“Telling my truth”

Does the phrase “telling MY truth” bother you as much as it bothers me?

It bugs me, because it implies that the existence of truth is up for debate. It equates truth with opinion, and they are not the same thing.

It’s lazy. “You have your truth and I have my truth” can be (and often is) a way of avoiding the hard work of thinking through one’s own viewpoint and the contrasting viewpoint of another person. We’re not good at thinking through what another person thinks when they disagree with us. We’d rather just throw up our hands and confirm our priors.

But here’s what I have realized. It’s NOT that truth is relative, it’s that truth is COMPLICATED, and we don’t like complication.

Truth is complicated.

Think of a square, like this:

A square is flat. The rules of geometry teach us that a square has no depth, just two dimensions, height and width. Squares are simple. They present the same face to everyone. They’re easy to suss out.

TLDR: Truth is not relative, but it’s often more complicated than we want to admit.

You can make a square more complicated, at least a little. You can make the square one color or multiple colors. You can add symbols or even a message to the one surface of the square. You might even discover that your square isn’t really a square, because it’s a couple of pixels taller than it is wide.

Still, at the end of the day, when you look at it you think, “SQUARE”. And you’re correct, or mostly correct.

Some people think truth is like a square–and sometimes it is. 4+4=8; that’s a square. Easy.

But a lot of the time, truth is NOT like a square.

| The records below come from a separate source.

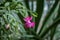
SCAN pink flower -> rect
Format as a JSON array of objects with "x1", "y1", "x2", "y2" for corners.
[
  {"x1": 25, "y1": 22, "x2": 35, "y2": 28},
  {"x1": 23, "y1": 16, "x2": 35, "y2": 28},
  {"x1": 23, "y1": 16, "x2": 32, "y2": 23}
]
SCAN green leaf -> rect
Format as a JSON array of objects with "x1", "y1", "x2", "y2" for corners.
[
  {"x1": 38, "y1": 0, "x2": 59, "y2": 34},
  {"x1": 24, "y1": 0, "x2": 30, "y2": 9},
  {"x1": 35, "y1": 0, "x2": 44, "y2": 32},
  {"x1": 39, "y1": 18, "x2": 60, "y2": 38},
  {"x1": 50, "y1": 2, "x2": 59, "y2": 40}
]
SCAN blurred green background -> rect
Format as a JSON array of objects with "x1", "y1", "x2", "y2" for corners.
[{"x1": 0, "y1": 0, "x2": 60, "y2": 40}]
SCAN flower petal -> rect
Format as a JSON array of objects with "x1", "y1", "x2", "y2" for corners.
[
  {"x1": 23, "y1": 16, "x2": 32, "y2": 22},
  {"x1": 25, "y1": 22, "x2": 35, "y2": 28}
]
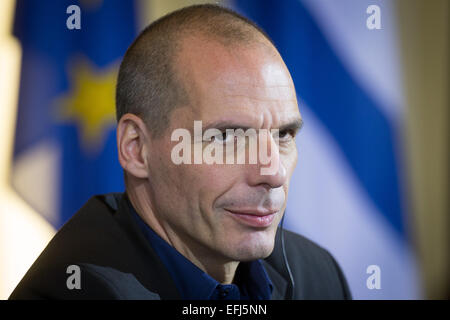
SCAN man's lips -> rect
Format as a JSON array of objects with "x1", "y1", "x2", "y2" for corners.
[{"x1": 223, "y1": 208, "x2": 278, "y2": 228}]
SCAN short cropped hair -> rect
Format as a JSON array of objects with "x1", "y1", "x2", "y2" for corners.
[{"x1": 115, "y1": 4, "x2": 275, "y2": 137}]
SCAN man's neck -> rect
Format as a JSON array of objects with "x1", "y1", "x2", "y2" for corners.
[{"x1": 126, "y1": 188, "x2": 239, "y2": 285}]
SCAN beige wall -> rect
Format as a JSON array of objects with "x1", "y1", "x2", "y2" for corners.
[{"x1": 396, "y1": 0, "x2": 449, "y2": 299}]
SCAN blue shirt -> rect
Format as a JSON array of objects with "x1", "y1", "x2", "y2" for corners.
[{"x1": 127, "y1": 199, "x2": 273, "y2": 300}]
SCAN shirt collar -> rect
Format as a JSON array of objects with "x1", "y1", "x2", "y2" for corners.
[{"x1": 127, "y1": 197, "x2": 273, "y2": 300}]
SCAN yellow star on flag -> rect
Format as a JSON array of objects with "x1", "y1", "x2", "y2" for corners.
[{"x1": 56, "y1": 59, "x2": 118, "y2": 153}]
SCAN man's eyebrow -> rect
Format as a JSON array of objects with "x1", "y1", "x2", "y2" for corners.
[
  {"x1": 279, "y1": 118, "x2": 304, "y2": 133},
  {"x1": 202, "y1": 118, "x2": 304, "y2": 132}
]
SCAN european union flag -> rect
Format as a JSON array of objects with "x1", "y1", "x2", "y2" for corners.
[{"x1": 12, "y1": 0, "x2": 138, "y2": 228}]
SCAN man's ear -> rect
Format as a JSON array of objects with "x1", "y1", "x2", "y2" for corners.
[{"x1": 117, "y1": 113, "x2": 150, "y2": 179}]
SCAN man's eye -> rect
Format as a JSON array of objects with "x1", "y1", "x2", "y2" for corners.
[{"x1": 278, "y1": 130, "x2": 294, "y2": 141}]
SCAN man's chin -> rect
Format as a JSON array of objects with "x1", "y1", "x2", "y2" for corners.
[{"x1": 227, "y1": 235, "x2": 276, "y2": 262}]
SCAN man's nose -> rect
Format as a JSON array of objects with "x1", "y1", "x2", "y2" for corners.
[{"x1": 246, "y1": 131, "x2": 287, "y2": 189}]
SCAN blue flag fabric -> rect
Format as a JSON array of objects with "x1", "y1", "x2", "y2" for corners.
[{"x1": 13, "y1": 0, "x2": 138, "y2": 228}]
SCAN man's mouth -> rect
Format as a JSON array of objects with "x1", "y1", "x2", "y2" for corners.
[{"x1": 223, "y1": 208, "x2": 277, "y2": 228}]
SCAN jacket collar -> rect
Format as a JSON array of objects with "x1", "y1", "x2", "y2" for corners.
[
  {"x1": 102, "y1": 192, "x2": 181, "y2": 299},
  {"x1": 261, "y1": 260, "x2": 289, "y2": 299}
]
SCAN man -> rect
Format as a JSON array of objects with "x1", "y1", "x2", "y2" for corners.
[{"x1": 10, "y1": 4, "x2": 351, "y2": 300}]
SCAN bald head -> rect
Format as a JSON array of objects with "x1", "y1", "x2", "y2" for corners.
[
  {"x1": 116, "y1": 4, "x2": 302, "y2": 275},
  {"x1": 115, "y1": 4, "x2": 279, "y2": 137}
]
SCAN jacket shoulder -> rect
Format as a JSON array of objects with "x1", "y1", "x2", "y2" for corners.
[
  {"x1": 9, "y1": 193, "x2": 178, "y2": 300},
  {"x1": 265, "y1": 228, "x2": 352, "y2": 300}
]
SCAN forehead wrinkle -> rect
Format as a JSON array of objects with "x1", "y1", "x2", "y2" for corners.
[
  {"x1": 222, "y1": 82, "x2": 296, "y2": 94},
  {"x1": 219, "y1": 81, "x2": 298, "y2": 104},
  {"x1": 200, "y1": 104, "x2": 300, "y2": 132},
  {"x1": 222, "y1": 93, "x2": 297, "y2": 103},
  {"x1": 201, "y1": 83, "x2": 299, "y2": 129}
]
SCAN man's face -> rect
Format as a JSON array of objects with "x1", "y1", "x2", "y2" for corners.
[{"x1": 145, "y1": 38, "x2": 302, "y2": 264}]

With complicated issues, truth is more like a cube, like a child’s wooden block.

Cubes are not as easy to deal with as squares. You can never see more than three sides of a cube. Sometimes you only see two sides, if you’re on the same plane as the cube. Occasionally, you can only see one side, when you’re viewing it straight on.

Cuz sometimes cubes look like a square; it all depends on your vantage point. And it’s a terrible mistake to think you’re looking at a square when it’s really a cube.

What happens when you or I, with that limited perspective, claim to know the absolute truth about a cube while never seeing more than three (or two, or one) of its sides?

Now: there really IS a cube there. Absolute truth DOES exist. And you CAN know the cube and describe it accurately. But not from just one point of view. The only way to increase your accuracy, your knowledge of the cube, is to take the time to look at it from other perspectives.

Life is a lot more complicated than a cube. And the truth about issues like poverty or racism or faith is often complicated, too. Our perceptions and thinking in these and other areas are heavily shaped by experience, emotions and fears and hurts, unexamined prior commitments, etc.

I believe in absolute truth. I believe in universal truths, and oppose philosophical nominalism. (That makes me a realist, at least philosophically. Sorry, that’s a geek joke. Realism is the opposite of … oh, nevermind.)

But we don’t like complication, and we often don’t have the patience. Especially in a world where we’re at war with our neighbors and family members over politics etc. Culture war demands simplicity. We’re fighting for the soul of America, after all.

Anyway.

TLDR: Truth is not relative, but it’s sometimes/often more complicated than we want to admit.

So when we hear someone say, “I’m telling my truth”, we should consider the possibility that they are describing a side of the cube that we haven’t seen. I think that’s what epistemological humility demands of us.